95. Defendants have also failed to delete information children posted to TikTok that was later incorporated into other users’ videos, even when Defendants possessed identifiers linking the information to an account that they deleted because it belonged to a child. For example, until at least 2022, Defendants retained sound recordings of numerous children from accounts Defendants had determined belonged to children, and those sound recordings continued to appear
in other users’ videos.
96. Similarly, Defendants retained profile photographs of users that Defendants knew to be children. For example, TikTok allows users to include in their videos another user’s comment, which is displayed alongside the commenter’s photograph and username. When Defendants did “delete” the
account of a child, that child’s comments remained in other users’ posts, along with their photograph and username. These images had unique identifiers that tied each child’s photograph, username, and comment to an account that Defendants knew had been deleted because it belonged to a child.
IV. Defendants’ Violations Have Occurred on a Massive Scale.
A. Defendants’ Policies Result in Millions of Children Using TikTok
97. As discussed above, Defendants adopted and implemented inadequate and ineffective policies to stop children from creating general TikTok accounts and to remove those accounts when they were discovered. As a result, for years millions of American children under 13 have been using TikTok and Defendants have been collecting and retaining children’s personal information.

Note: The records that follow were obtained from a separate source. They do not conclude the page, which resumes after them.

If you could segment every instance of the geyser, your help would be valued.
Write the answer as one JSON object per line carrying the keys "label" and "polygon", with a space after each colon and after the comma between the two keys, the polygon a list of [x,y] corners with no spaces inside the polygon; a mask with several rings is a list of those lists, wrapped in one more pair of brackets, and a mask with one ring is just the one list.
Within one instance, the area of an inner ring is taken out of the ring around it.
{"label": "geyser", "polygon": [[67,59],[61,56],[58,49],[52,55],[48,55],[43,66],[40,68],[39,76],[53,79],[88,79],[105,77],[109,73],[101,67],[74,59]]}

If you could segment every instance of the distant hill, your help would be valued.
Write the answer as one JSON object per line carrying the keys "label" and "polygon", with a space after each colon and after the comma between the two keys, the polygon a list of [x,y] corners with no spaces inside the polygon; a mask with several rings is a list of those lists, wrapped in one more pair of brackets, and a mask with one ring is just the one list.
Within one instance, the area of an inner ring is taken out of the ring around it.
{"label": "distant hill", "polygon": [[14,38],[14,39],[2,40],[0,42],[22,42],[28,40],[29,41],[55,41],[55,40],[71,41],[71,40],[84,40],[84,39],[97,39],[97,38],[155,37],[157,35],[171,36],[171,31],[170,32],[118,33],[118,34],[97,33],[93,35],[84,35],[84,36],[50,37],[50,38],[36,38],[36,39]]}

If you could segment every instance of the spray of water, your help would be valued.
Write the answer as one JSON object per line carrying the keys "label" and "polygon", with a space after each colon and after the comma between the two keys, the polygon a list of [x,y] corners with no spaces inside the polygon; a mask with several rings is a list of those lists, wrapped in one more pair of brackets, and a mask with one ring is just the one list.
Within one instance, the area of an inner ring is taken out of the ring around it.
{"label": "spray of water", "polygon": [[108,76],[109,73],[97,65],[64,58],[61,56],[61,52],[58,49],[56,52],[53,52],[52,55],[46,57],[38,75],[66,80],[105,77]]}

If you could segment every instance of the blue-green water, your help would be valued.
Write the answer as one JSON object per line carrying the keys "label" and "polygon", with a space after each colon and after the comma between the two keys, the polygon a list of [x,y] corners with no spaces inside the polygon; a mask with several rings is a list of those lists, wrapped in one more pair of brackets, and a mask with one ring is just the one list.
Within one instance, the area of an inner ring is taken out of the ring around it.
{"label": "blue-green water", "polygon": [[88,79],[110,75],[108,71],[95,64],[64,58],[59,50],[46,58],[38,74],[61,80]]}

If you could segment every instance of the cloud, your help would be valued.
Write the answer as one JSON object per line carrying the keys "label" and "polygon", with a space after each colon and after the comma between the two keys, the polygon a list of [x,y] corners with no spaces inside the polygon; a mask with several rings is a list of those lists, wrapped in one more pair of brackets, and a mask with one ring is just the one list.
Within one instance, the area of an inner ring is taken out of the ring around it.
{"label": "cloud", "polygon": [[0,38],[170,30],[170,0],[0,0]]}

98. Defendants’ internal analyses show that millions of TikTok’s U.S. users are children under the age of 13. For example, the number of U.S. TikTok users that Defendants classified as age 14 or younger in 2020 was millions higher than the U.S. Census Bureau’s estimate of the total number of 13- and 14-year olds in the United States, suggesting that many of those users were children younger
than 13.
99. Third-party studies shared with TikTok Inc. similarly show that in the United States and other countries, child usage of TikTok is common and large numbers of children have regular TikTok accounts. In fact, regulators in other countries, including the Netherlands, Ireland, and the United Kingdom, have fined Defendants for impermissibly collecting data from children.
100. Defendants and their employees have long known that children misrepresent their ages to pass through TikTok’s age gate, and that despite other measures purportedly designed to remove children from the platform, children are ubiquitous.
101. In January 2020, for example, a TikTok moderator recognized that Defendants maintain accounts of children despite the “fact that we know the user is U13,” i.e., under age 13, so long as the child’s profile does not admit that fact explicitly. Another employee admitted that TikTok moderators were required to ignore any “external information” indicating that a user under review is a child.
102. As another example, in a July 2020 chat, one of Defendants’ employees circulated the profiles of numerous underage users he had identified “literally through one minute of scanning,” noting “[t]his is incredibly concerning and needs to be addressed immediately.”
103. Defendants have other methods to identify and remove children’s accounts from the general TikTok platform but do not use them for that purpose. For example, TikTok has its own age-determining technology—“grade level,” the algorithm for which is based on users’ behavior and other metrics—for purposes such as advertising. Unlike TikTok’s age gate, this method is based on observable behaviors and not solely users’ self-reported age. Defendants have not used it to attempt to identify children on the platform so that their accounts can be removed.
104. In a November 2019 message, a company employee told TikTok Inc.’s then-head of content partnerships, who led its relationships with major brands, that “we have two age level . . . one is age gate and one is grade level.” He continued that the age gate is “filled in by users themselves” and “many of them will fill in false information,” while “grade level [is] calculated by algorithm . . . through user’s behavior or other metrics, which are more accurate.” He went on that, for purposes of a search, “I used grade level so we will see many users under 13.”
105. Not only do Defendants not use their grade level technology to identify and remove children from the TikTok general platform, but they appear to have programmed grade level to avoid gaining knowledge that users were under 13. In 2020, Defendants’ lowest age group band was for ages under 15, meaning that it would not identify users as under 13 specifically. Defendants later revised
this age cutoff so that the lowest age segment was under 16.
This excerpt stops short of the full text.